Ihr bringt eure Platten bei CoreTex Records raus. Gibt es für Last Hope eine spezielle Verbindung zu Deutschland?
Ja, wir arbeiten mit CoreTex Records für den Release von „Peacemaker“ zusammen und das ist für uns eine Art natürliche Evolution unserer langjährigen Freundschaft. Wo wir dabei sind – ja wir haben aus den verschiedensten Gründen eine spezielle Verbindung nach Deutschland. In den frühen 2000ern standen wir in Verbindung mit dem sehr coolen deutschen Label Superhero Records. Die kamen aus Berlin. Sie haben uns einen Deal angeboten und veröffentlichten unser Album „My Own Way“ – das war ein großes Ding für uns. Zu der Zeit waren wir bereits etabliert und gut bekannt in unserer Heimat, aber außerhalb des Balkans kannte uns niemand. Superhero waren supercool und mutig genug uns eine Chance zu geben, als kein anderes Label es getan hätte, weil wir aus dem weit entfernten Bulgarien kommen. Sie haben sogar unsere erste Tour organisiert, mit den meisten Dates in Deutschland. Seitdem sind wir viel in Europa und auch Deutschland getourt, aber die erste Tour war besonders. Da kamen wir auch zum ersten mal nach Berlin und trafen die CoreTex Crew und schlossen schnell Freundschaft. Das war die Geburtsstunde unserer starken Verbindung. Es ist eine längere Geschichte, aber irgendwie haben wir eine Menge Freundschaften in Deutschland geschlossen damals und freuen uns immer wieder zurück zu kommen. Auf eine verrückte Art fühlt es sich an wie ein zweites Zuhause, weit weg von daheim.

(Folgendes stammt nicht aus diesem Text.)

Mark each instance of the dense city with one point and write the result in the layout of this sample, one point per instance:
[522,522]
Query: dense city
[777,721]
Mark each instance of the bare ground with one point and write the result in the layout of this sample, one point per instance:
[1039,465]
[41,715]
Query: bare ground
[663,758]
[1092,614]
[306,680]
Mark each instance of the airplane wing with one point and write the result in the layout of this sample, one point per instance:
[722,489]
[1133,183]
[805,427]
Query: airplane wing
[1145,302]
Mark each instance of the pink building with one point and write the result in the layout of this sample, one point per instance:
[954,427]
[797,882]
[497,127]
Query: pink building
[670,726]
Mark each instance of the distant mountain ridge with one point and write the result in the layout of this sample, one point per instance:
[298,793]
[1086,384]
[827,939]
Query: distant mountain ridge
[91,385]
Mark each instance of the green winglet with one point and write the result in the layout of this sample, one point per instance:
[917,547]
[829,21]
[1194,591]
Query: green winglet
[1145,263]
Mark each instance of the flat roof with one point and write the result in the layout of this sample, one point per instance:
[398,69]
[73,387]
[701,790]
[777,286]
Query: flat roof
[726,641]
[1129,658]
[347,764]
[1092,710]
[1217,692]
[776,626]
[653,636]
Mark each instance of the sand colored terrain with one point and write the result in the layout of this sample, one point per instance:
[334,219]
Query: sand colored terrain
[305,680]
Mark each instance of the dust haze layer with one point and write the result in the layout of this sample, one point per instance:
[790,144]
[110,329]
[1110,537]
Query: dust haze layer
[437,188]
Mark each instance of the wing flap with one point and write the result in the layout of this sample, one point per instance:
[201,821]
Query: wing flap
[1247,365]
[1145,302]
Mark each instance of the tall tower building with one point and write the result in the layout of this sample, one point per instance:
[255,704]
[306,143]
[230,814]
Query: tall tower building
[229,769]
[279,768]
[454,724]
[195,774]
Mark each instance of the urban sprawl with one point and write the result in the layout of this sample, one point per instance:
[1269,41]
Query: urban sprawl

Was kommt als nächstes? Wie sehen eure Zukunftspläne nach zwei Dekaden aus? Könnt ihr euch überhaupt vorstellen aufzuhören oder wird der Sensemann zu Last Hopes letzten Tourmanager?
Als nächstes steht Live spielen an, wo immer wir können, um „Peacemaker“ den Leuten zu präsentieren. Wir sind glücklich, wo wir nun stehen und da gibt es noch eine Menge zu erleben. Ehrlicherweise weiß ich nicht, wie lange wir als Band überleben werden – vielleicht lösen wir uns morgen auf oder wir machen weiter und bringen eine, oder zwei, oder drei, oder noch mehr Platten raus… wer weiß. Aber so ist es immer, seit wir angefangen haben. Als wir mit Last Hope angefangen haben, habe ich uns noch nicht einmal fünf Jahre gegeben… und jetzt nähern wir uns der 25. Wir waren ein Haufen naiver Teenager und wer denkt schon an morgen, wenn er 16 alt ist? Ich hätte in meinen wildesten Träumen nicht erwartet, dass wir die Welt bereisen, touren, die Bühne teilen mit unseren musikalischen Helden, so viele faszinierende Shows spielen, Platten rausbringen, in tollen Studios aufnehmen, mit den coolsten Labels zusammenarbeiten usw. usf. Wir hatten als Band einfach verdammt viel Glück mit unserer Karriere und wenn heute die Welt untergeht, dann wäre ich glücklich und zufrieden. Aber ich denke, dass wir noch eine Menge zu sagen haben. Wir haben noch eine Menge Energie, Passion und Begeisterung für Last Hope – Also lasst uns sehen, was die Zukunft für uns bereit hält.